The pancreas is a narrow gland that lies deep in the abdomen between the stomach and the spine. It is about 15cm long and is made up of the head, body and tail. The head lies next to the first part of the small intestine (duodenum) and the lower end of the bile duct.

The pancreas has two key functions as part of the digestive system. It produces the hormone insulin that controls the level of sugar in the body, and produces pancreatic enzymes that aid in the chemical breakdown of food so nutrients can be absorbed in the intestine. These enzymes flow down the pancreatic duct into the small intestine.

What is Pancreatic Cancer?

The majority of pancreatic cancers start from the cells in the inner lining of the pancreatic ducts. These cells are known as exocrine cells which make enzymes to help digestion. Pancreatic cancers which form in this way are called exocrine tumours or adenocarcinomas, and make up over 90% of all pancreatic cancers.

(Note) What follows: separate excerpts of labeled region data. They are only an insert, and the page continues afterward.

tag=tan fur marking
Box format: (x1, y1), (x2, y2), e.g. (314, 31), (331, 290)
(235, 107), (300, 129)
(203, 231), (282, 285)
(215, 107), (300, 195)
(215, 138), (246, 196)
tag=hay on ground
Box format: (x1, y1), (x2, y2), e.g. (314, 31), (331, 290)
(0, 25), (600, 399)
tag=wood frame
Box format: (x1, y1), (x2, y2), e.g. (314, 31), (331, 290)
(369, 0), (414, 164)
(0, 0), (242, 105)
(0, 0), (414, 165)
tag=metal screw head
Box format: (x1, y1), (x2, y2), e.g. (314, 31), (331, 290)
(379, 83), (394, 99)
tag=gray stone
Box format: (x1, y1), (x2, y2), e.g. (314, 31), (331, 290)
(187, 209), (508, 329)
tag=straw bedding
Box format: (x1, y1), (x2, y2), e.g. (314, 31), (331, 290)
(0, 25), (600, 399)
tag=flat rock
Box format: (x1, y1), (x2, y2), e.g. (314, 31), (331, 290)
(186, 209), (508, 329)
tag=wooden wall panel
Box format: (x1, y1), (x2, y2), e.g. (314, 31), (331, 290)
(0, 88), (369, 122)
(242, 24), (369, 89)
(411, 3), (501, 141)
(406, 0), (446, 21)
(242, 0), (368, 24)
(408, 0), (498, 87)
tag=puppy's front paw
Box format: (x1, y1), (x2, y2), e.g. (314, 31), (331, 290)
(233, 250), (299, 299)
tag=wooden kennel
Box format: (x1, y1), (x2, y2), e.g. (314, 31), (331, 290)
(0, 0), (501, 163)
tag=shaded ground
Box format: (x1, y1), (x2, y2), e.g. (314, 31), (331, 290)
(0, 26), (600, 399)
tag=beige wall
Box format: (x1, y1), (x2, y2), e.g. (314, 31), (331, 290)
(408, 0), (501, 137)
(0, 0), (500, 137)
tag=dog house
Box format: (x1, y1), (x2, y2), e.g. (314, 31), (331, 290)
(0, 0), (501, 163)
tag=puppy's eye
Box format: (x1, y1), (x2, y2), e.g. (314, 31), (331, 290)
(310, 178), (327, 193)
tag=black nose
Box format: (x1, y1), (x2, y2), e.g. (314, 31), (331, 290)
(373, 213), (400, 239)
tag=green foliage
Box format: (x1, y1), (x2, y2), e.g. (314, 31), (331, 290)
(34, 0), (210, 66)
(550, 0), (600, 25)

The other types of pancreatic cancer are much less common and are mostly classified as endocrine tumours. Pancreatic neuroendocrine tumours (NETs) are a group of tumours that start in hormone-producing cells and account for around 5% of pancreatic cancers.

The most common site is in the head of the pancreas although tumours can also grow in both the body and tail of the pancreas. The symptoms produced by pancreatic cancer vary according to the location of the tumours and the tumour type. Exocrine tumours are aggressive and difficult cancers to treat, and generally have a far worse prognosis (likely outcome) than pancreatic neuroendocrine tumours. Read about the symptoms and risk factors of pancreatic cancer here.

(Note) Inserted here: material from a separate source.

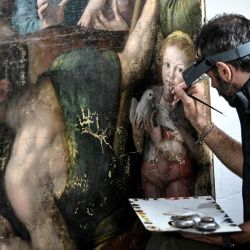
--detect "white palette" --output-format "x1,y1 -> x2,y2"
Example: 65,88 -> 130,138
129,196 -> 241,234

Panreatic cancer treatment

The only curative treatment for pancreatic cancer is surgery. If diagnosed early and there are no obvious signs of spread to other organs, pancreatic cancer can be removed by surgery. Unfortunately, no other therapies can cure pancreatic cancer.

Most surgeries attempting to cure pancreatic cancer are concentrated on tumours that start in the head of the organ. This surgery is called a pancreaticoduodenectomy and is commonly known as the Whipple's procedure. The Whipple's proceedure involves the removal of:

  • Head of the pancreas
  • Lymph nodes near the pancreas
  • Gallbladder
  • Part of the common bile duct
  • Part of the stomach
  • Duodenum (first part of the small intestine)
  • A small portion of the jejunum (second part of the small intestine)

Chemotherapy can be used for all pancreatic cancer patients, including those who have undergone successful surgery to remove the tumour to help reduce the chance of the tumour recurring. For patients who are not able to undergo surgery, chemotherapy is used to slow the growth of the tumour and help lengthen life expectancy.

Radiotherapy can also be used, sometimes in combination with chemotherapy, to help reduce the chances of the cancer recurring. In some instances, radiotherapy can be used in advanced cases to try and reduce the tumour size enough to allow surgery.

If the cancer is obstructing the bile duct and cannot be removed surgically, a stent (plastic or metal tube) can be inserted to maintain the flow of bile and prevent jaundice.